Being a disciple takes discipline, which is a form of word disciple. Jesus said, “deny yourself and follow me.” It is so easy for us to fall into the traps of this world and follow some group or collective ego mentality. The American dream is to have a job, home, and a family, but in a way that seems almost deceitful.
Finding a spouse and staying with them for life is mostly something from the past, as in the days of my grandparents. There are two driving forces of men, which is to seek pleasure and avoid pain. The most used one is avoiding pain with prescription medicines, alcohol, and street drugs. Of course, hedonism involves finding pleasure, as in sex, and the feelings you get from those three things I mention in the previous sentence, of prescription and street drugs as well as alcohol.
I will tell you that back in the days of my grandparents most couples spent lifetimes together and even slept in separate beds. Consummation did not happen for a year or more into the marriage. Courting a woman was the rule of thumb back in the day. Now we have too many dating applications and meet people online, who we have no way of knowing whether they are who they claim to be. It is so easy to dupe men and women into believing anything online nowadays. Even back in my high school days, dating involved meeting someone in person first. Of course, I went to an all boy Catholic high school, and if you did not attend any socials or meet a Catholic girl in grade or parochial school and high school, through friends or family, and get a close friendship, you were well on your own. Too, the all-girl Catholic school was right down the road. I was shy back then, even though I liked girls a lot. I was atrociously geeky and played in the band in high school and excelled in art in grade school. Thus, I was far from boyfriend material. The problem is that I already started using street drugs and alcohol and came to abuse them. I became selfishly self-pleasing, and my first adult sexual act was with an initiating prostitute while serving in the military while stationed in Colorado. Of course, after that my life continually went downhill for many years. Physical and substance abuse led me to experience psychological suffering all those years until a most recent spiritual awakening, which is still in the process of unfolding.

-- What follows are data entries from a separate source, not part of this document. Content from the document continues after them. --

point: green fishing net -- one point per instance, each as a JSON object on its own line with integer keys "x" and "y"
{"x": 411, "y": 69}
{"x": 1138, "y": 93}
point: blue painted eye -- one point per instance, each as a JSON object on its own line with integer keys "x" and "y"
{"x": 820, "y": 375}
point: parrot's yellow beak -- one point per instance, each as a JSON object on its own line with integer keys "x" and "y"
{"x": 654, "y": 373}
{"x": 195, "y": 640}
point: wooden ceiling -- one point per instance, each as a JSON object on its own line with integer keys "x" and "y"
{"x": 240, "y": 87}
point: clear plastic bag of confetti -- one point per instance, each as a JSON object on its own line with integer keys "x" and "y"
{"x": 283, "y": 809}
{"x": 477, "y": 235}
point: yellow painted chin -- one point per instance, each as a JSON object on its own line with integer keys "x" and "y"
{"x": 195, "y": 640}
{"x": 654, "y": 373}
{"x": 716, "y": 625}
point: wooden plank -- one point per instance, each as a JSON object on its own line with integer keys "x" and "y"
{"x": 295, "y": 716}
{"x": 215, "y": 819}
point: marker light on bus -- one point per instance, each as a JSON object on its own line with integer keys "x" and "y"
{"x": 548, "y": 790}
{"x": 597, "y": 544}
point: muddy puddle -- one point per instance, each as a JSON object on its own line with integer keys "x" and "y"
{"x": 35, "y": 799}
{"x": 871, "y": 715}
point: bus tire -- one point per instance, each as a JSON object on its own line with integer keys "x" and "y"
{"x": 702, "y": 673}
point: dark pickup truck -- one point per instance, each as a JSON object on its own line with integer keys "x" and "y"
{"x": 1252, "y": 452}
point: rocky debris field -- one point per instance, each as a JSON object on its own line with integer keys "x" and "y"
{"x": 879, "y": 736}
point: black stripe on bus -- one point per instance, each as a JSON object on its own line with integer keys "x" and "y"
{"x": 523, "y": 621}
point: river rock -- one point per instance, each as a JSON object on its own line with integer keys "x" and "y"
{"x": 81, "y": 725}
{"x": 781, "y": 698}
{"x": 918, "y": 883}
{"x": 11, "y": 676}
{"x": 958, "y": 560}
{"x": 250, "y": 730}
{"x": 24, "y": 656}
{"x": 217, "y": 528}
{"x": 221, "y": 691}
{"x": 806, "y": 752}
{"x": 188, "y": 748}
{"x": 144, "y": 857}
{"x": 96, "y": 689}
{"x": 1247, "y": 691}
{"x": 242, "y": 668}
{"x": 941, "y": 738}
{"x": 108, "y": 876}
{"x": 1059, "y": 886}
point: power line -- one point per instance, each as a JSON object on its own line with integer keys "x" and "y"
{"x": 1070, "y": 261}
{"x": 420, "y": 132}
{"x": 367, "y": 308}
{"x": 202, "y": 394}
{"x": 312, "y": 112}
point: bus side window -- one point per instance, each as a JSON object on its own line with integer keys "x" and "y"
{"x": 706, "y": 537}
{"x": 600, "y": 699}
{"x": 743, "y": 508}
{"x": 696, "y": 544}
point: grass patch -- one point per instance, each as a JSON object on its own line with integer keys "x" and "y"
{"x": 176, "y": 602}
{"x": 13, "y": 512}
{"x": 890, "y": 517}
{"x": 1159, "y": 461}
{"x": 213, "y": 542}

I got married for the first time in 2014, at the age of 55 and it was for all the wrong reasons and happened too quickly, so the divorce came about two years later or toward the ending of the honeymoon phase, when we both saw the shadow or devilish side of each other. I also graduated college that same year and became successful working in information technology for a while. Still, I dated more when I moved to a different town in 2023 and know women today, with whom I am keeping close relationships. I am keeping it sacred and going slowly, which is much different than what most of the world does anymore.
The choices of my free will and all the karmic debt I paid over these last sixty-something years along with the spiritual awakening is coming full circle of the truth for who I am.